Spending plans for landscaping along Arbroath’s new £14 million active travel route will be decided in secret this week.
The mile-long accessible Place For Everyone town centre scheme is approaching the final stages of construction.
Sustrans and Angus Council are due to complete the 77-week project this September.
On Thursday, Angus Council policy and resources committee will consider a shopping list for shrubs and trees.
But the committee will hear the item in private.
The authority confirmed all costs for the Arbroath planting scheme are contained within the project’s overall budget.
A Place for Everyone on schedule
A Place for Everyone will change the face of Burnside Drive by reducing the dual carriageway to a single lane in each direction.
New cycle paths are already complete on sections of the scheme.
Designs for the scheme show trees along its length and attractive planted areas at pedestrian spaces such as Brothock Bridge and Guthrie Port.

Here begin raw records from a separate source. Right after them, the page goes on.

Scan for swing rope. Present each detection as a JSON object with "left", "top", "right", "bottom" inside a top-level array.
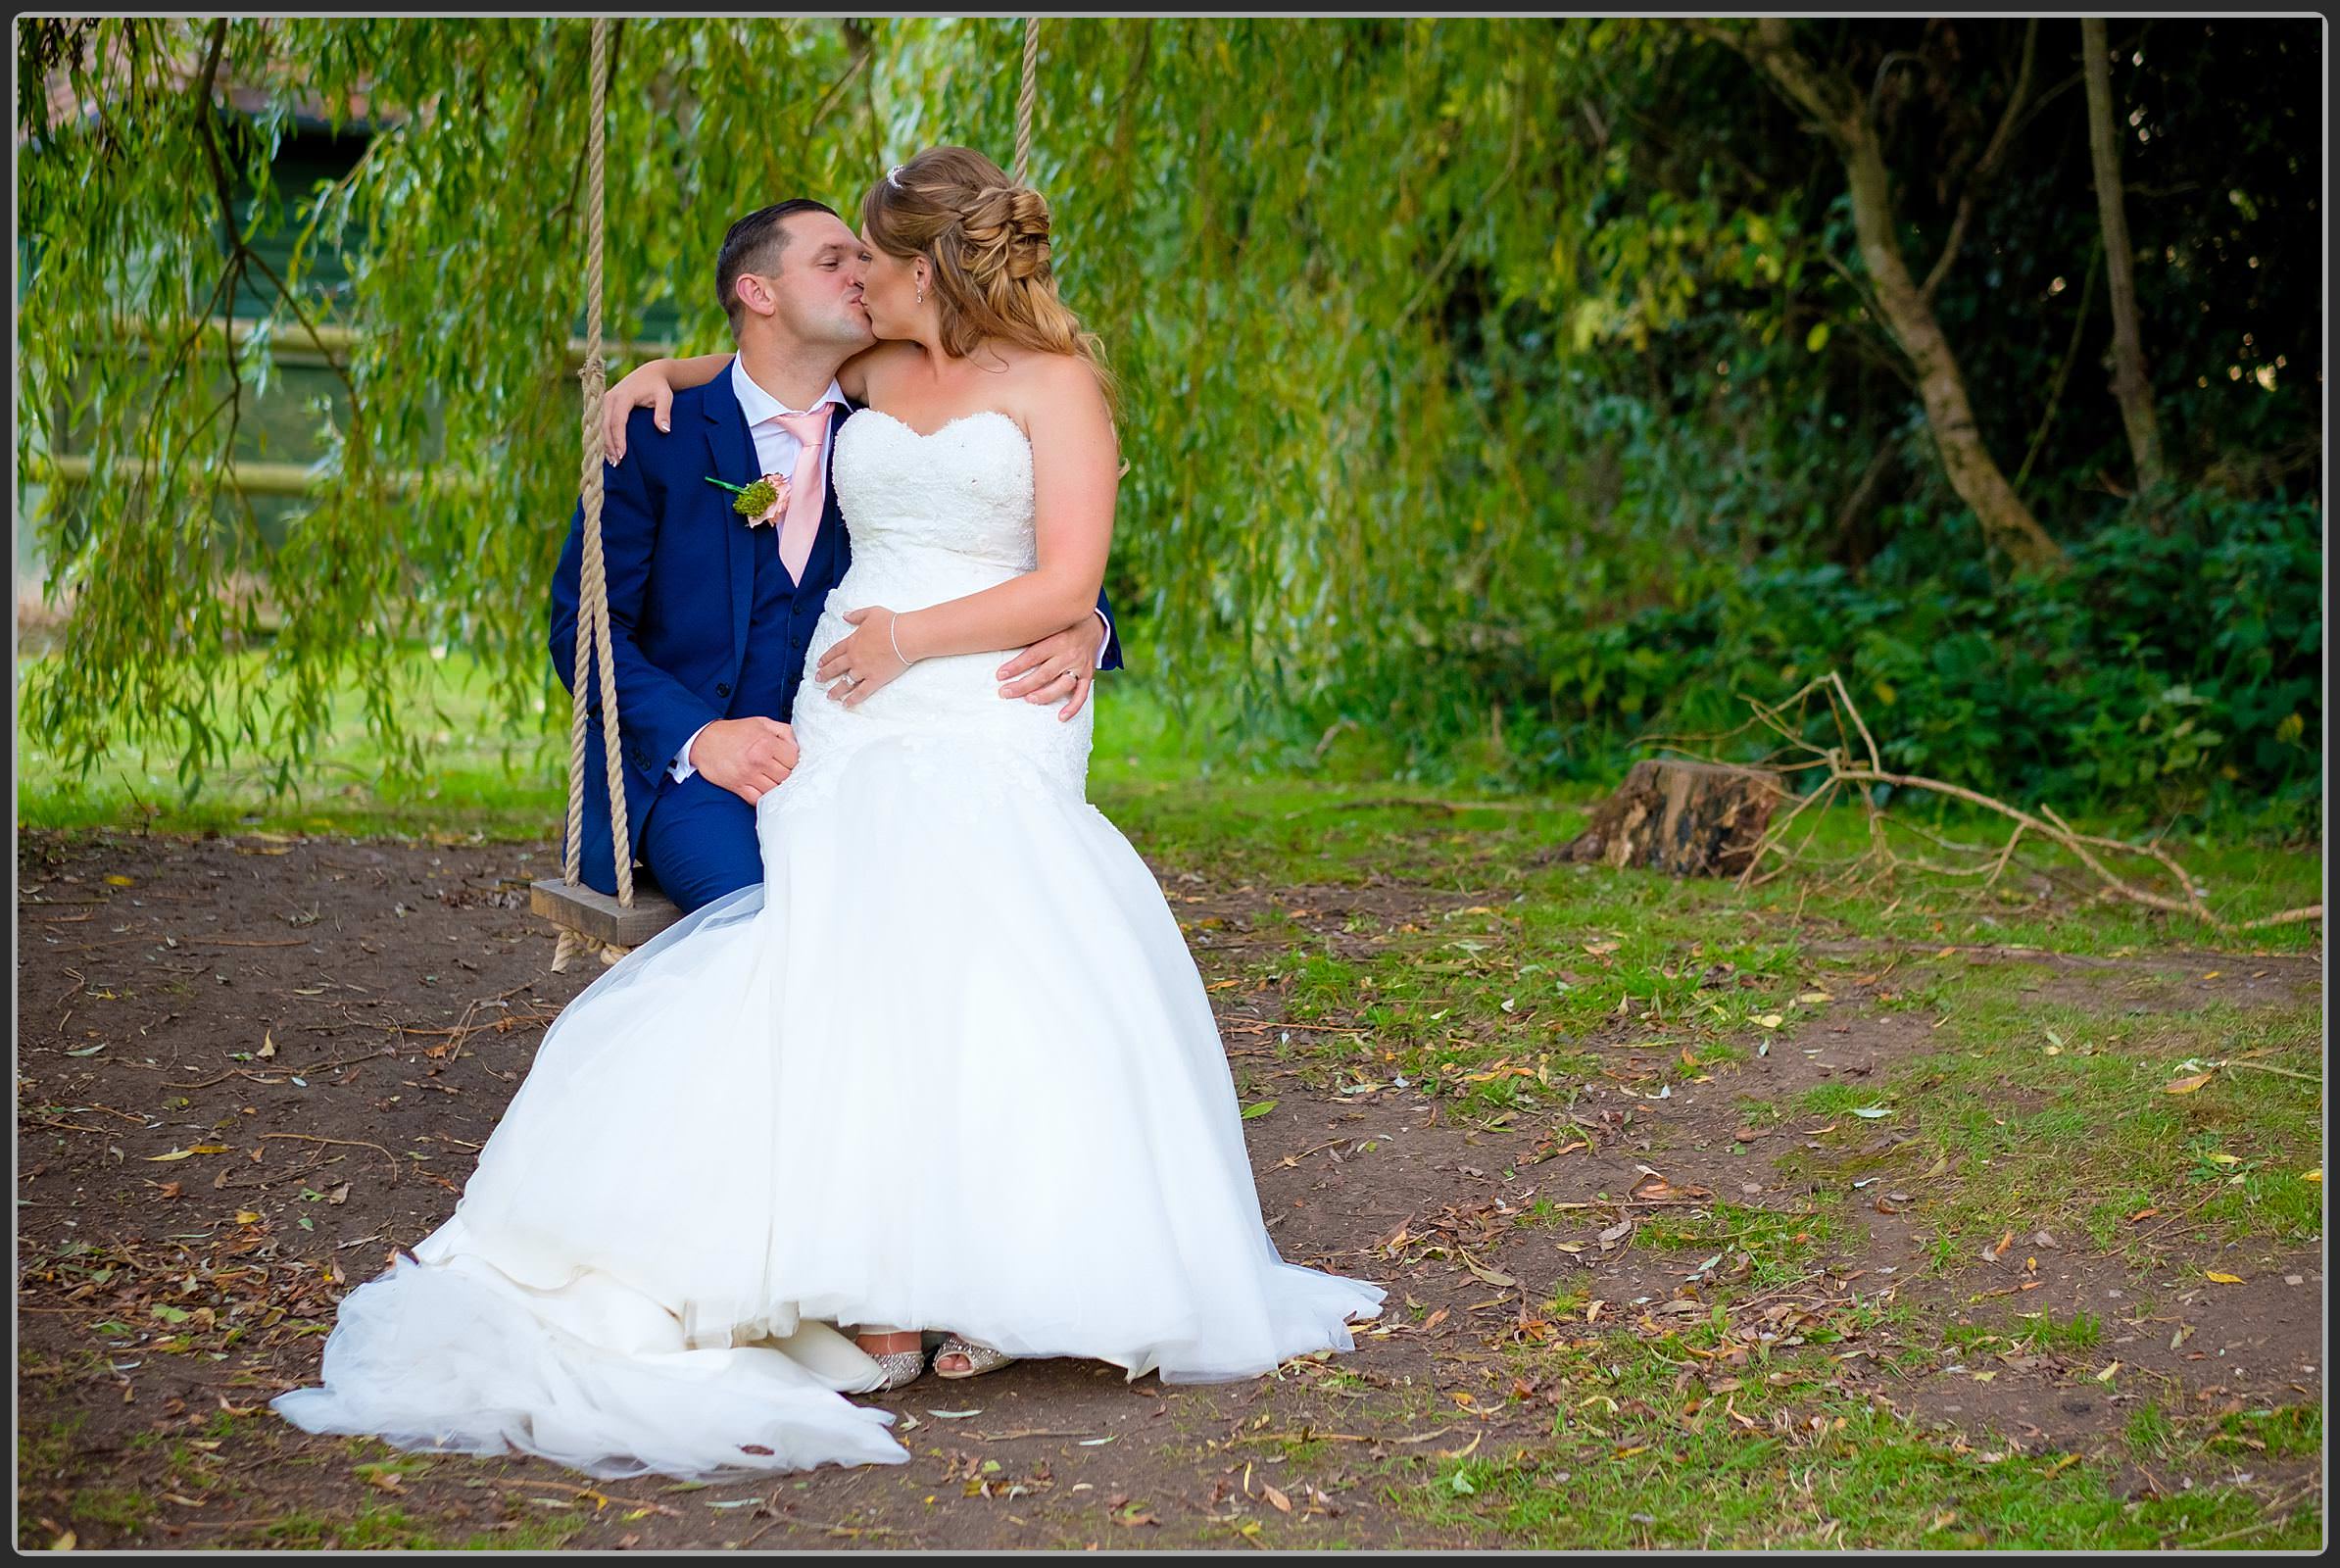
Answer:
[
  {"left": 1013, "top": 17, "right": 1040, "bottom": 185},
  {"left": 555, "top": 15, "right": 633, "bottom": 973}
]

A Place for Everyone is among nine committee reports councillors will consider in private.
Only one matter – UK Shared Prosperity Fund spending proposals – will be heard in public.

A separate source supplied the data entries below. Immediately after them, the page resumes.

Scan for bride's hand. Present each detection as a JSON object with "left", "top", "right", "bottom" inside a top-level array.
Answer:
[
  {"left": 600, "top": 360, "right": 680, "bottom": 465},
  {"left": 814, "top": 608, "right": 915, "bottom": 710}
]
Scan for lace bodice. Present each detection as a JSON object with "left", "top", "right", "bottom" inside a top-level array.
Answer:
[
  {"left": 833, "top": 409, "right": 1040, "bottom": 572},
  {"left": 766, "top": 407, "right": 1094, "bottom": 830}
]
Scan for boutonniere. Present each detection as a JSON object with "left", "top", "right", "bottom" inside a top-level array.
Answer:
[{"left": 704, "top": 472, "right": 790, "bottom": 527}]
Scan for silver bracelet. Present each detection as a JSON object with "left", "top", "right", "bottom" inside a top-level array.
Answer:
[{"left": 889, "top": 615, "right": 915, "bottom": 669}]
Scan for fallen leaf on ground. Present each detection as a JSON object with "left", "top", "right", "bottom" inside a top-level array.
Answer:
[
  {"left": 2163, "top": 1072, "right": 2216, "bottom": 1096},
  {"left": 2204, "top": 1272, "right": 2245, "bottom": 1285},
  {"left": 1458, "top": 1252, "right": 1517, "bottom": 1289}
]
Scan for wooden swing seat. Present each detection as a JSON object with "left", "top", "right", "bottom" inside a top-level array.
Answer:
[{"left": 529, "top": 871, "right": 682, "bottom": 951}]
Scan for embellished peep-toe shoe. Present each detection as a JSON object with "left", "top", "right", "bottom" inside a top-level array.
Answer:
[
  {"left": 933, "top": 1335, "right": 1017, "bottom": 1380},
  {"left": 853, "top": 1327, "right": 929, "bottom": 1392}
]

The other ‘green paper’ reports include possible changes to the running of Montrose and Arbroath golf courses.
Local bus service contract extensions are also on the agenda.
A council spokesperson said: “Reports seeking approval of a procurement route and going to tender are usually exempt as they will contain commercially sensitive information.
“Such information is usually exempt as it may be liable to give a commercial advantage…in respect of property, goods or services – whether that advantage is against the authority or other persons.”
Council U-turn over private Raac report
The decision over whether an item should be heard in private rests with the relevant council committee.
The authority recently reversed plans to consider a report into Raac in Monifieth houses in private.
It released options to deal with 25 affected council houses in Milton Street after a backlash from people living there.
Consultation will begin this week over the plan to fit replacement timber flat roofs on the affected council homes.
Meanwhile, a £500,000 Raac remedial pilot programme involving five empty Dundee council houses was approved in public by city councillors this week.
The Courier’s Trapped by Raac campaign aims to help those affected by the crisis and have the issue debated by government.